My oldest one throws an absolute fit. So I don’t bother. If she doesn’t care how she looks, I don’t care how she looks. If somebody thinks I’m a bad parent for letting her out like that, let them think that. Like I said, I have no shits to give. If it doesn’t affect her social life, what do I care? At any rate, before my wife combs it, it doesn’t look particularly ratty to me, so I don’t think it’s a big deal, either. I honestly don’t notice it.
The only time I combed my hair between the age of 7 and 17 was for school pictures. Was it right or wrong? It’s up to the parents to decide. I do know other than the fact that my mom kept my hair short, no one cared.

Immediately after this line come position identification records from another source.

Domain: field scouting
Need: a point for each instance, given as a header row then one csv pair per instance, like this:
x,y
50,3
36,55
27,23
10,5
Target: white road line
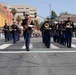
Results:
x,y
4,46
31,46
18,52
74,38
74,46
52,46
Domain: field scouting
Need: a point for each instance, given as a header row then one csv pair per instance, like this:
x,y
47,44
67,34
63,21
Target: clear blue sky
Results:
x,y
43,9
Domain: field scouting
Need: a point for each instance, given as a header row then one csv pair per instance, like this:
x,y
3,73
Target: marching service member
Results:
x,y
46,32
27,24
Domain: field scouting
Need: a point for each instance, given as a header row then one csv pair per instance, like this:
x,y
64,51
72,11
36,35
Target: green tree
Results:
x,y
36,23
53,14
64,13
18,19
13,11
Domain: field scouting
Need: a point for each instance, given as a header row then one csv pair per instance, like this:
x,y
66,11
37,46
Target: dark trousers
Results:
x,y
43,38
6,37
27,37
47,40
14,37
69,39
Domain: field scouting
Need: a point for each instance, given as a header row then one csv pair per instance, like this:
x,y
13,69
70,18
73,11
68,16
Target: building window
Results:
x,y
27,8
5,7
32,10
10,8
20,8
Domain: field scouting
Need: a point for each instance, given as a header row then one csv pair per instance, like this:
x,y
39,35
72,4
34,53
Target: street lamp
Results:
x,y
49,9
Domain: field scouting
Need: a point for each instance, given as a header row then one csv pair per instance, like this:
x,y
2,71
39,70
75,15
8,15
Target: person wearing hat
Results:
x,y
14,32
6,32
46,32
27,30
69,30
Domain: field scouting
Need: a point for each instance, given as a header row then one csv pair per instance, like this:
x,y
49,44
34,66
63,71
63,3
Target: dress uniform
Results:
x,y
14,32
6,32
46,32
54,33
69,30
27,30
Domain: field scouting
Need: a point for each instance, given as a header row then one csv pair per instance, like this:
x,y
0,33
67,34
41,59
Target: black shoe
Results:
x,y
27,49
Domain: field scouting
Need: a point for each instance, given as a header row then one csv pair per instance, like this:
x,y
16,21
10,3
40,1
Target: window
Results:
x,y
20,8
27,8
5,7
32,10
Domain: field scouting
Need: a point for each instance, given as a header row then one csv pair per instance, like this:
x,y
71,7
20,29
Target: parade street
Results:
x,y
58,60
35,45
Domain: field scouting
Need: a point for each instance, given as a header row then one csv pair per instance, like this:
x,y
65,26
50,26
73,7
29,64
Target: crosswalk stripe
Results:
x,y
52,46
74,46
31,46
74,38
6,52
5,46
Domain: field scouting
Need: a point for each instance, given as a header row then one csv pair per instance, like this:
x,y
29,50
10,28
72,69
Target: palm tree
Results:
x,y
14,11
18,19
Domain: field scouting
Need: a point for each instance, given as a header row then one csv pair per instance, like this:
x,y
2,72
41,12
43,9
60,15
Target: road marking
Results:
x,y
5,46
74,38
31,46
74,46
52,46
18,52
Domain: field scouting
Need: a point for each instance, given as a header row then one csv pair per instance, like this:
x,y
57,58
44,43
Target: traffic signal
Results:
x,y
35,14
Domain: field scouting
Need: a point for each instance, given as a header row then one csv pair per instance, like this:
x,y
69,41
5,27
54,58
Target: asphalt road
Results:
x,y
39,60
35,45
38,64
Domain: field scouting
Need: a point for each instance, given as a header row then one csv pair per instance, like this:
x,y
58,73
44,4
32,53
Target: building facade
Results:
x,y
5,16
22,8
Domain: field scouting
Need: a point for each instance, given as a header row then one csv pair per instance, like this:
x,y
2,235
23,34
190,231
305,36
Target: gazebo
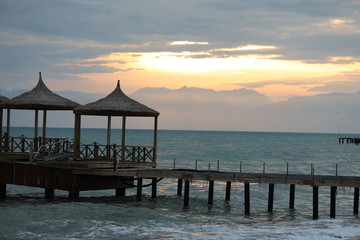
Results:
x,y
118,104
39,98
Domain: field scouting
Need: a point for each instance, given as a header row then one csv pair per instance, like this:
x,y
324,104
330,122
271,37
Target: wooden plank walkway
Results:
x,y
188,174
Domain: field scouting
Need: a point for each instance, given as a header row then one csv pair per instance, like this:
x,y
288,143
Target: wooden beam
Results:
x,y
271,197
247,198
315,202
139,189
153,187
187,193
228,191
179,189
333,202
292,196
211,192
356,200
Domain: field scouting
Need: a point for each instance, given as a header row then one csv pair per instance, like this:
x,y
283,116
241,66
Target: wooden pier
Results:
x,y
76,176
349,140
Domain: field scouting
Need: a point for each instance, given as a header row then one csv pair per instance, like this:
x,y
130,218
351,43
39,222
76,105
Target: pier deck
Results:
x,y
189,174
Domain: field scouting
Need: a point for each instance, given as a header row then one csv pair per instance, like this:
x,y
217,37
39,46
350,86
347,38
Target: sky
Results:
x,y
279,48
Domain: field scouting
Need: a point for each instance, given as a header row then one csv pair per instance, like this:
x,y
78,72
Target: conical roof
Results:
x,y
3,99
116,104
40,98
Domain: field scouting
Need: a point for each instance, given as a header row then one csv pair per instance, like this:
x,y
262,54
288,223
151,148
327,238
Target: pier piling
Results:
x,y
315,202
211,192
120,192
139,189
271,197
153,187
179,192
49,193
292,196
2,190
333,202
187,193
228,191
356,200
74,194
247,198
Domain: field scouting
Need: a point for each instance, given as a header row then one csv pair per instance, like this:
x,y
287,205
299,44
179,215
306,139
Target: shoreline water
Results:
x,y
101,215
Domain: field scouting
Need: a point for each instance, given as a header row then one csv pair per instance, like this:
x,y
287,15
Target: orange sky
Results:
x,y
266,73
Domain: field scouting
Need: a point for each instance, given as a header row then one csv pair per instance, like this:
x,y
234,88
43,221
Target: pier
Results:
x,y
349,140
77,176
70,165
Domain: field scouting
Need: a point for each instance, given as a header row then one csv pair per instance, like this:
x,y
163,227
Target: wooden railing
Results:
x,y
131,153
138,154
22,144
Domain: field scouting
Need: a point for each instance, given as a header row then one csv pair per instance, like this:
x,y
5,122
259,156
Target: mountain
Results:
x,y
238,110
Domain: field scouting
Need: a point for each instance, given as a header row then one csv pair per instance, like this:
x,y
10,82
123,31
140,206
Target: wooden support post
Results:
x,y
49,193
139,190
228,191
2,190
211,192
315,202
120,192
333,202
187,193
247,198
292,196
271,197
180,181
356,200
74,194
153,188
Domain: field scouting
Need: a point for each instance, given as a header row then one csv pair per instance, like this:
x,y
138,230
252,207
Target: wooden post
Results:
x,y
8,124
73,194
36,124
187,193
43,144
292,196
2,190
271,197
1,141
108,137
180,181
114,158
139,190
49,193
333,202
77,133
153,188
120,192
315,202
7,136
31,157
228,191
123,139
247,198
356,200
155,140
211,192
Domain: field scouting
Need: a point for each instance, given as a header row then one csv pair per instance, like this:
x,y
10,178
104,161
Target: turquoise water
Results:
x,y
26,214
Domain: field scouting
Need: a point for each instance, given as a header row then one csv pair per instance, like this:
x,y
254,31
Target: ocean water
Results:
x,y
26,214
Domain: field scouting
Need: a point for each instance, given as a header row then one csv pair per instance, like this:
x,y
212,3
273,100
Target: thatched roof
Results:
x,y
3,99
116,104
40,98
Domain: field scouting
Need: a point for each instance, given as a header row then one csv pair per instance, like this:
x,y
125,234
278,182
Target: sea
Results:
x,y
26,214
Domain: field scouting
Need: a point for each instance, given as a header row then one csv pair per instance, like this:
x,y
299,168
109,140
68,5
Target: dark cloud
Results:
x,y
56,35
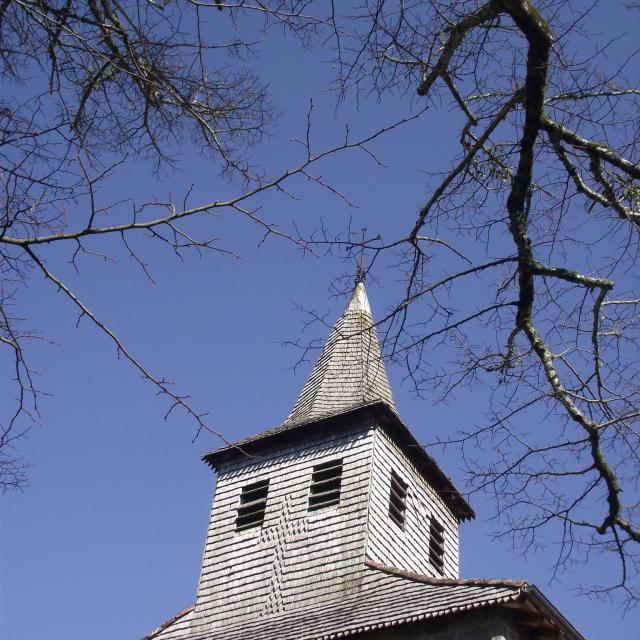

Good post/screen name combination.
I suffered the same predicament! Mom had a pump spray of detangler that did squat, the rats nest had to be forced combed out.
Probably. They’d look like they’d been having fun in the dirt.
Not what I meant. I just meant that there’s no single agreed on way of how hair should look.
Lot’s of parents (and probably grandparents) feel that way. It’s not unusual. My guess is that you’re in the majority of U.S. parents on this question. However, these kids’ parents don’t feel that way, and I’d also guess a sizable minority feels like they do.
You didn’t ask what you should do about it. In my humble opinion, you defer to the parents can keep your mouth shut except in the unlikely event they ask you for your opinion.
Definitely.
I mean, I think children’s hair often looks nice when neatly trimmed and combed, but if a 7-year-old wants to wear a short hairdo messy and uncombed, it doesn’t bother me. If the hair was obviously dirty or matted or had debris caught in it, that would bother me.
ISTM that “kid wears short hair perpetually uncombed” is about in the same category as “kid wears sneakers with laces perpetually untied” was, back in the day. Or “kid wears shirt with shirttail perpetually not tucked in”, back in an even longer-ago day.
Namely, it’s a grooming choice that some people find unacceptably untidy (except perhaps in the most casual circumstances) and some people don’t care about at all (except perhaps in the most formal circumstances).
My unsolicited advice would be that you enjoy combing your granddaughter’s hair when you happen to be supervising her and she lets you comb it, and tell her how nice she looks once it’s combed. (And of course keep an eye out for any actual abnormal hair or scalp conditions, though I doubt that will be an issue.)
And for the rest of the time, when the sight of her uncombed hair bothers you, just keep repeating to yourself “shoelaces shirttails, shoelaces shirttails” to remind yourself that what looks distressingly “unkempt” to you may not be an issue at all for others.
Excellent advice. I follow the same in matters concerning my grandchildren and the relationships within are going very nicely.